2 Responses to “Re: “Dass solche Aktionen nun mal Geld kosten” - Private TV-Sender kritisieren Marathon-L…”

  1. marathon-laufen » Blog Archive » Re: “Dass solche Aktionen nun mal Geld kosten” - Private TV-Sender kritisieren Marathon-L… Says:

    […] marathons ärgerlich empfinde ich im moment die Abschaltung der Analogen Terrestrischen übertragung. Ich wohne in Berlin und befinde mich dadurch zwangsweise in einem Dieser Pilotprojekte. Mein vermieter scheut bis jetzt die Installation eines Kabelanschlusses (bei 26 Wohnungen auch verständlich, diue telekom verlangt ja horrende anschlussgebühren pro Haus und Wohnung) eine Sattelitenschüssel ist nicht möglich, auch wenn der Vermieter damit keine Probleme hat, denn es fehlt der freie blick auf den sateliten. Bisher war das ja un berlin auch kein Problem, mit einer einfachen Stabantenne waren ja wirklich genügend sender zuempfangen. Tja und nun haben wir hier DVB-T in meinen Augen eine Absolut nutzlose Technik, Wenn ich allein die gerätepreise sehe, mindestens das doppelte eines vergleichbaren Digisat empfängers. Ich habe in meiner Wohnung 4 empfangsgeräte, TV im Wohnzimmer, in der Küche, im Schlafzimmer und eine TV Karte im Rechner. Welche nun für mich überflüssig geworden ist da ich ja kein Analoges signal mehr zum einspeisen habe. Liebe Telekom liebe MABB danke das ihr mir den Fersehempfang so schön vermiesst habt. Ich hoffe das bald alle sender einen Stream ins internet stellen, meinetwegen auch Passweortgeschützt wegen der Überregionalen Verbreitungsmöglichkeit. Nur ich möcht halr ganz gerne meine lieblingssendungen wieder am PC aufnehmen können und auf cd brennen können. Denn die finanzen um mir 4 Decoder leisten zu können habe ich nun wirklich nicht über ( 200Euronen mindesten wenn das Gerät einigermassen vernünftig und zukunftsfähig sein soll) Ach ja btw habe wenn sich nichts ändert bald nen gebrauchte TV karte zu verschenken, das teil was es vor einiger zeit mal im Lidl gab. Gruss aus dem von den Medien verarschtem Berlin. […]
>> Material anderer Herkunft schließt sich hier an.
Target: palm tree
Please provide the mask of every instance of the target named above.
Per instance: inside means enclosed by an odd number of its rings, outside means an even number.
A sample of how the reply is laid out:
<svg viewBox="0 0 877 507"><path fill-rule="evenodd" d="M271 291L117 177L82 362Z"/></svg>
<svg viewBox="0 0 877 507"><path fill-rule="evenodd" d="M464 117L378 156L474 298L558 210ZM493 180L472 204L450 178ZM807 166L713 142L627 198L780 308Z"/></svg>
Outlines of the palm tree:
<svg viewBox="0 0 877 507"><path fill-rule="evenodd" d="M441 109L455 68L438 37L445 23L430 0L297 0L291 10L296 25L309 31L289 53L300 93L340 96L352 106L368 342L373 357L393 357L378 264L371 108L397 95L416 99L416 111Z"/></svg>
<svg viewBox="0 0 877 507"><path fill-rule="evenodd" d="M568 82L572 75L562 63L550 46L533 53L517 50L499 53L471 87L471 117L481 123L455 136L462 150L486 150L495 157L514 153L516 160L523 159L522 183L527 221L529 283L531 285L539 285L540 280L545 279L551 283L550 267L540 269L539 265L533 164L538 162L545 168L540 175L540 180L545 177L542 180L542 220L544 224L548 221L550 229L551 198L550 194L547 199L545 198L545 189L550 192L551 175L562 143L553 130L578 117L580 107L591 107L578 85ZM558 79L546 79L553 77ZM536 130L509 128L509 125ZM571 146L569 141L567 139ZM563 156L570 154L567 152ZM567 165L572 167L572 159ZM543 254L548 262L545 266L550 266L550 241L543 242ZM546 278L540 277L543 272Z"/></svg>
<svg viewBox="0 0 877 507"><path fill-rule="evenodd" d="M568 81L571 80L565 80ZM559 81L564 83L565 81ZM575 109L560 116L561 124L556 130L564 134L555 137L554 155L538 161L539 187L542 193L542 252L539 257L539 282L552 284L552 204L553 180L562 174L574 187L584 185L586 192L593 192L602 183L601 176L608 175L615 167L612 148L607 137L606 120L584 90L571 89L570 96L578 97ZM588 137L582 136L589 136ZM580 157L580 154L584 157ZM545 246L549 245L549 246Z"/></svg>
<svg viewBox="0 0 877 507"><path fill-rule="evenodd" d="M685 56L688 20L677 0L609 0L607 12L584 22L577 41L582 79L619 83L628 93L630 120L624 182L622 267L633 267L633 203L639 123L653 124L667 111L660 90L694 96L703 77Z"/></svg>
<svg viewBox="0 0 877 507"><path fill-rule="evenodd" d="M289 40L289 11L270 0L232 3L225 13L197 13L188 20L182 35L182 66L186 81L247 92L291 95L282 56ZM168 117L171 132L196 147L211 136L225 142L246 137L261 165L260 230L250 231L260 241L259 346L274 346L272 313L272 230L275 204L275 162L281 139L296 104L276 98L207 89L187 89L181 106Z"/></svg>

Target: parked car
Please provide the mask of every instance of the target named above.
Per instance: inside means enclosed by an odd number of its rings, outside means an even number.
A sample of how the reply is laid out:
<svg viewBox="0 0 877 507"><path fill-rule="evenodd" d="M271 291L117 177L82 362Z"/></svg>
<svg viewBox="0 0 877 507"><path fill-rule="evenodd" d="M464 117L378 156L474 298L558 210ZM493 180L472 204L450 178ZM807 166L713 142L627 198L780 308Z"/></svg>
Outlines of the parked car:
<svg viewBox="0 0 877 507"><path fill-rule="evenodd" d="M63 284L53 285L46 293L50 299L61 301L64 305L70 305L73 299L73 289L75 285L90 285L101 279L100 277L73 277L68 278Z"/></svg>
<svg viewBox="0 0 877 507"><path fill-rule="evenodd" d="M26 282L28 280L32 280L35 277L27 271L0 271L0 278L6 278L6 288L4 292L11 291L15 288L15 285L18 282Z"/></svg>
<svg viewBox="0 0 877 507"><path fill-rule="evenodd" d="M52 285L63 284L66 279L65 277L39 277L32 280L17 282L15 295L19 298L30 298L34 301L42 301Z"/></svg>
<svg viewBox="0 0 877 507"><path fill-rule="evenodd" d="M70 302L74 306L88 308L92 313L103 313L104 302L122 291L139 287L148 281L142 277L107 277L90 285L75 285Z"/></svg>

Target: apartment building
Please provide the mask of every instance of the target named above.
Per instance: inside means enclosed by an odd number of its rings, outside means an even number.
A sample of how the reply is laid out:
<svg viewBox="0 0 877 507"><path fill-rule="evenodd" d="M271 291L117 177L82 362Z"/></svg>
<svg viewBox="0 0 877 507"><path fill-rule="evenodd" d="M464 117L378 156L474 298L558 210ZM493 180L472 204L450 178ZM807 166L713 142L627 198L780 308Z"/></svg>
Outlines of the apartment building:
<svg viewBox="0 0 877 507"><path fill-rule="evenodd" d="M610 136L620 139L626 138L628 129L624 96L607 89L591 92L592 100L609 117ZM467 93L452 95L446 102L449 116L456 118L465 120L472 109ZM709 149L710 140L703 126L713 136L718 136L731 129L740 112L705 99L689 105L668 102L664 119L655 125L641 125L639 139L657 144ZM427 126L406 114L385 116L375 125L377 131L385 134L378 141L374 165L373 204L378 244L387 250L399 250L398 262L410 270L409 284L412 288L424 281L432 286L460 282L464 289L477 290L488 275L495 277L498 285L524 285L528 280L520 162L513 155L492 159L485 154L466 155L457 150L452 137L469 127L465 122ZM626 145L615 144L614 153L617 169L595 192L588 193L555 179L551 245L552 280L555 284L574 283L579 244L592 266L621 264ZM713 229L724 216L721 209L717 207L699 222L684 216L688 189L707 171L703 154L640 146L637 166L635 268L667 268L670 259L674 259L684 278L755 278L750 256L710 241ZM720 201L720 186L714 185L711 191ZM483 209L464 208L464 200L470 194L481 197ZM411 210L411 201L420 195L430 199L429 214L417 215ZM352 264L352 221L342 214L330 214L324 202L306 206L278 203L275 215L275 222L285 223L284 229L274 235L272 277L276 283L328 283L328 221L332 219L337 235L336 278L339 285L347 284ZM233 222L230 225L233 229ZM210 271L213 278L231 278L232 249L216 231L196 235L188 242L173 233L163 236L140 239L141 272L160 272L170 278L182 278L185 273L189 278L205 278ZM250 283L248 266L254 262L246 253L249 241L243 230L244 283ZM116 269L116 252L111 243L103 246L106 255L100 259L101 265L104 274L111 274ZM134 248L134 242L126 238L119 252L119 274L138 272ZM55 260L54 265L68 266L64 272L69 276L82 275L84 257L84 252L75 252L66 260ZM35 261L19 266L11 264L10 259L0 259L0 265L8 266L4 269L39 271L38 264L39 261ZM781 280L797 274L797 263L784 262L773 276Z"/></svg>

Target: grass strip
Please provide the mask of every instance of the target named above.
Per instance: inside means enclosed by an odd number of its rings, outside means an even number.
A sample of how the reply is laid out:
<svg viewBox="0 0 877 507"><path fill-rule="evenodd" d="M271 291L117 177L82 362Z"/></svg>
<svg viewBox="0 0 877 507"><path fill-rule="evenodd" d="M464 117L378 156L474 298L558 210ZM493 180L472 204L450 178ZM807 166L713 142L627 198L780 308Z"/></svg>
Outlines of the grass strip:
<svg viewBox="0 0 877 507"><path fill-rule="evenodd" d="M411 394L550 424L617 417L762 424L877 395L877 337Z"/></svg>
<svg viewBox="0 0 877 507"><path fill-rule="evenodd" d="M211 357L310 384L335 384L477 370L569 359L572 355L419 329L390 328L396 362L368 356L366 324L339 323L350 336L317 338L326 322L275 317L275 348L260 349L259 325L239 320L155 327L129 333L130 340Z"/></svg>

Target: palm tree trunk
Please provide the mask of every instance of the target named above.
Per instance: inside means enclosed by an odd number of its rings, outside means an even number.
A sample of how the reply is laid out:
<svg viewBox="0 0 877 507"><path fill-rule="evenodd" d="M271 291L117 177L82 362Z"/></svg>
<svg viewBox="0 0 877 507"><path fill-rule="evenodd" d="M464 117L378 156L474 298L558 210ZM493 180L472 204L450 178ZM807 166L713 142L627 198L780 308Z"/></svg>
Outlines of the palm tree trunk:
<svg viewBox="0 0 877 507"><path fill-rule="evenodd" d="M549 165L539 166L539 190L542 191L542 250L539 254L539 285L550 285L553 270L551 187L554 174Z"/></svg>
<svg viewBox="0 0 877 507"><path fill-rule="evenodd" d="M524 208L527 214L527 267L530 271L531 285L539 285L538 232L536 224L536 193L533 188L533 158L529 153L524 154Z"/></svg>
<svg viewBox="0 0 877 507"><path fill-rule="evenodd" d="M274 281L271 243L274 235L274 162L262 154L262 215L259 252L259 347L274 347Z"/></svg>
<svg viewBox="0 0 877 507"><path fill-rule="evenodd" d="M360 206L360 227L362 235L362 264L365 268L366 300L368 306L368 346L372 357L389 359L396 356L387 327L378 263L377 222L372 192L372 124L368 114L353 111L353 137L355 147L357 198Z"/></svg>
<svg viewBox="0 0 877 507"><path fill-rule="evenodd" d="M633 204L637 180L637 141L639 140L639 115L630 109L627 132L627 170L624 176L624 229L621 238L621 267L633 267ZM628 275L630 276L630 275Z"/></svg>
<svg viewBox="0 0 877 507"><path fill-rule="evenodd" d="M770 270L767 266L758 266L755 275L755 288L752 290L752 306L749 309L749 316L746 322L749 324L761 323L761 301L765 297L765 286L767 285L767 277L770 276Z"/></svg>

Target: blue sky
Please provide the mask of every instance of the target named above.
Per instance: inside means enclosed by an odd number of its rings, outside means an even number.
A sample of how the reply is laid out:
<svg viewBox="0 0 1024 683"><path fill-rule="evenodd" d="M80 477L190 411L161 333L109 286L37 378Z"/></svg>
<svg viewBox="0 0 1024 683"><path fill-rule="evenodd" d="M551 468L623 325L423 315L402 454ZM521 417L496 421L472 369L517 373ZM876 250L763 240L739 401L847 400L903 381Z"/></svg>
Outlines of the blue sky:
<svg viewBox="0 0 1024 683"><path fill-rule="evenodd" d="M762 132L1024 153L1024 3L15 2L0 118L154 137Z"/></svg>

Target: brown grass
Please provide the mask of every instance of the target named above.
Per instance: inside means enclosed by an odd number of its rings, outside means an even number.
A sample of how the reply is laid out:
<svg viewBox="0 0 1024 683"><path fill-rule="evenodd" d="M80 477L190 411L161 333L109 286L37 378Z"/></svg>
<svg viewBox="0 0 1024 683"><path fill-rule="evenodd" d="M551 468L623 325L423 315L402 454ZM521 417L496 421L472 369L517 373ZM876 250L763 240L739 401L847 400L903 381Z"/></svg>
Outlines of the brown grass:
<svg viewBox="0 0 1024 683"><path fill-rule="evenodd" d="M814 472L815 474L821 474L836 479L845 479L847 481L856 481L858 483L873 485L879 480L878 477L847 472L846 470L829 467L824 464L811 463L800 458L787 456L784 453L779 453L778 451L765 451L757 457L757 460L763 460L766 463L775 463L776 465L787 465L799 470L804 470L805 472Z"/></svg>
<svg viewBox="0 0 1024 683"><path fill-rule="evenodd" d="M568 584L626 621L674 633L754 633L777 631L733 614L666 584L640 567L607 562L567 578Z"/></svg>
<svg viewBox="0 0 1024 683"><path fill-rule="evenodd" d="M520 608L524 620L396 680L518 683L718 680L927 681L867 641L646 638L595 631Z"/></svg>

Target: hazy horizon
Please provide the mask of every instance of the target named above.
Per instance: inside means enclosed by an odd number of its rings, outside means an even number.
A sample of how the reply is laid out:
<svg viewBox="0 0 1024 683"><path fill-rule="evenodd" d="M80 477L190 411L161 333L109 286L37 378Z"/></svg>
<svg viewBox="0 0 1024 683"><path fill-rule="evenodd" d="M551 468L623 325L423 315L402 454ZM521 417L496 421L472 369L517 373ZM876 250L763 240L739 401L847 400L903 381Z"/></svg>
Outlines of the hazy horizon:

  2. marathon-laufen » Blog Archive » welche Tendenzen? - Das große Spiel Says:

    […] Sind die Tendenzen nicht offensichtlich? Ich weiß noch nicht genau, was Du unter Gleichgewicht verstehst. Man könnte es z.B. so definieren, das das Einkommen der Kinder nicht vom Einkommen der Eltern […]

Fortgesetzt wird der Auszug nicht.